Widely viewed as one of the more effective private philanthropies in the U.S., the foundation benefited over the years from steady leadership provided by a handful of thoughtful, dedicated chief executives. After stints as a middle school English teacher, a lawyer, and president/CEO of the Peninsula Community Foundation (1992-2005), Sterling Speirn became the eighth person to lead the foundation in January 2006.
PND chatted with Speirn in December as he was celebrating the launch of a new community leadership initiative and getting ready to step down as president/CEO after nearly eight years. His successor, La June Montgomery Tabron, is a twenty-five year veteran of the foundation and the first woman and African American to serve in that position.
Philanthropy News Digest: The announcement of your community leadership initiative describes it as Kellogg's return to leadership development. When did Kellogg exit that space? And how does the new initiative differ from the foundation's previous efforts in the leadership development area?
Sterling Speirn: Well, we never really exited leadership development. We've had a variety of programs over the years -- the one we're probably best known for was the Kellogg National Leadership Program, which ran for fifteen, sixteen years, from the 1980s to the 1990s. But since then we've funded leadership programs in the health professions and in food policy work, and we've done leadership work in terms of endowed professorships and sustainable agriculture. We're always just sort of coming back into the space in different ways.

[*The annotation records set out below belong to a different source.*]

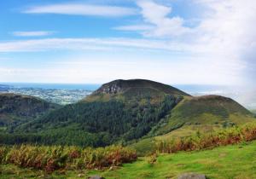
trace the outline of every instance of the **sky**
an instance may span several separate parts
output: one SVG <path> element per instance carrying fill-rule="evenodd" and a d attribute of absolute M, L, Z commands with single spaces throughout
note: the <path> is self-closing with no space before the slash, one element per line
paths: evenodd
<path fill-rule="evenodd" d="M 242 85 L 256 78 L 254 0 L 8 0 L 0 82 Z"/>

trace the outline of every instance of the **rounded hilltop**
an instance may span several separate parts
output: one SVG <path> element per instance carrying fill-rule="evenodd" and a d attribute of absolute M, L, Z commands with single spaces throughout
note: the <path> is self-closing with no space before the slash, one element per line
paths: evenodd
<path fill-rule="evenodd" d="M 152 91 L 158 91 L 173 95 L 189 95 L 189 94 L 172 86 L 147 79 L 117 79 L 108 84 L 104 84 L 101 88 L 96 90 L 93 95 L 115 95 L 131 91 L 132 90 L 144 90 L 145 91 L 147 91 L 147 90 L 150 90 Z"/>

How this is different from previous Kellogg leadership development initiatives is that it's place- as well as category-focused. The overarching framework for the initiative is vulnerable children, but we have four geographic areas of focus -- New Mexico, Mississippi, Michigan and New Orleans, with one national cohort of racial equity fellows. So, it's both place-based and, programmatically speaking, focused on kids and our existing racial equity work.

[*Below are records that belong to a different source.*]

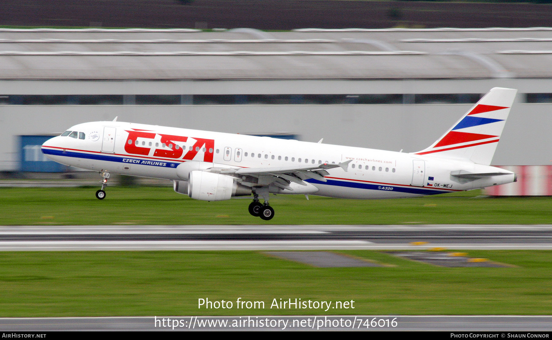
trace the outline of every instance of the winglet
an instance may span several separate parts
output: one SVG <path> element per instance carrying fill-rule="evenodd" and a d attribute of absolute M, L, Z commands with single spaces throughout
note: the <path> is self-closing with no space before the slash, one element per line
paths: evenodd
<path fill-rule="evenodd" d="M 349 167 L 349 163 L 353 161 L 353 160 L 349 160 L 347 162 L 343 162 L 342 163 L 339 163 L 337 165 L 341 167 L 341 168 L 343 169 L 343 171 L 347 172 L 347 168 Z"/>

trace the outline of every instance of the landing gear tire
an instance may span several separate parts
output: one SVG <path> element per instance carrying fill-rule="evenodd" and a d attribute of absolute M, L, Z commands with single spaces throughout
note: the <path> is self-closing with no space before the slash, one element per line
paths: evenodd
<path fill-rule="evenodd" d="M 98 199 L 103 199 L 105 198 L 105 192 L 103 190 L 98 190 L 97 191 L 96 198 Z"/>
<path fill-rule="evenodd" d="M 261 216 L 262 208 L 263 205 L 259 203 L 258 201 L 251 202 L 251 204 L 249 205 L 249 213 L 256 217 L 258 217 Z"/>
<path fill-rule="evenodd" d="M 260 217 L 265 221 L 272 219 L 274 216 L 274 210 L 270 205 L 263 205 L 261 209 Z"/>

PND: The initiative seems to be built around a bottom-up as opposed to top-down approach. Is that an accurate characterization?

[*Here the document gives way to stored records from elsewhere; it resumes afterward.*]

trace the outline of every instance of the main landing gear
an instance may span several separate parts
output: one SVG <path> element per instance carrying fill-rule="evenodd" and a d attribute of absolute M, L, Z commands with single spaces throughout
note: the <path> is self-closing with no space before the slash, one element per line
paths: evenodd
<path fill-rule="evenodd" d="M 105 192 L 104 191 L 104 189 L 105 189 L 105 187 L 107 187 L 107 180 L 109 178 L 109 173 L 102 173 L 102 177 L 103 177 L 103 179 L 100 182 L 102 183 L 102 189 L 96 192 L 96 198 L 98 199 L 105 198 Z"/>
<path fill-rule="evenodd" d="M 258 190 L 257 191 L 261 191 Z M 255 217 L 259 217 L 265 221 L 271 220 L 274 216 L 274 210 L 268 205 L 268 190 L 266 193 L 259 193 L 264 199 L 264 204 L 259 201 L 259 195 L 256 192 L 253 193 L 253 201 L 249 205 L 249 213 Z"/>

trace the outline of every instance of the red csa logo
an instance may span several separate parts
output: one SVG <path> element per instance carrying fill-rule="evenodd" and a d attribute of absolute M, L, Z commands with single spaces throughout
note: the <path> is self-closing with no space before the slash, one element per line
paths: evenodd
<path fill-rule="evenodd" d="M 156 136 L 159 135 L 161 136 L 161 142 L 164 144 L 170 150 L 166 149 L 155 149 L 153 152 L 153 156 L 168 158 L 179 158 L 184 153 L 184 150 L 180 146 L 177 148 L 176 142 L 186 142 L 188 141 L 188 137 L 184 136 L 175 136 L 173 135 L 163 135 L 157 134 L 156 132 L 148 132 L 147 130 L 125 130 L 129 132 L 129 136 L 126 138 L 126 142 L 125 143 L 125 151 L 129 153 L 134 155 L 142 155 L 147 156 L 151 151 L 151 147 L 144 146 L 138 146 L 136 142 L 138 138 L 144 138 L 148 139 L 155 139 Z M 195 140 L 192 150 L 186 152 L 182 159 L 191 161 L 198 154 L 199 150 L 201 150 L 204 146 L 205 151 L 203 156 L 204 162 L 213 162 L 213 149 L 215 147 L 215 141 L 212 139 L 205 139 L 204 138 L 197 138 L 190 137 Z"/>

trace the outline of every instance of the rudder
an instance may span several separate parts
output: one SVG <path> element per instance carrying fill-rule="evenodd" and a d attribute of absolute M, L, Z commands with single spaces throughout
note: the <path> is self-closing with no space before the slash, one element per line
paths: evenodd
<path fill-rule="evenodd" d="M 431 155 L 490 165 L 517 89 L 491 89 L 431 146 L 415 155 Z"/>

SS: I don't know if I'd say top-down or bottom-up. It's sort of inside-out, in that it involves a healthy cross-section of leaders, young and emerging as well as older. It's probably more accurate to say it's a diverse approach to identifying and developing leaders. And, again, because it's place-focused, we expect to end up with cohorts comprised of fellows from very different domains -- education, health, family economic security, and so on. It's different, too, because we plan to emphasize not just individual leadership work, but the connective work that unites each cohort of fellows, with the goal of developing not just individual leaders but networks of leaders.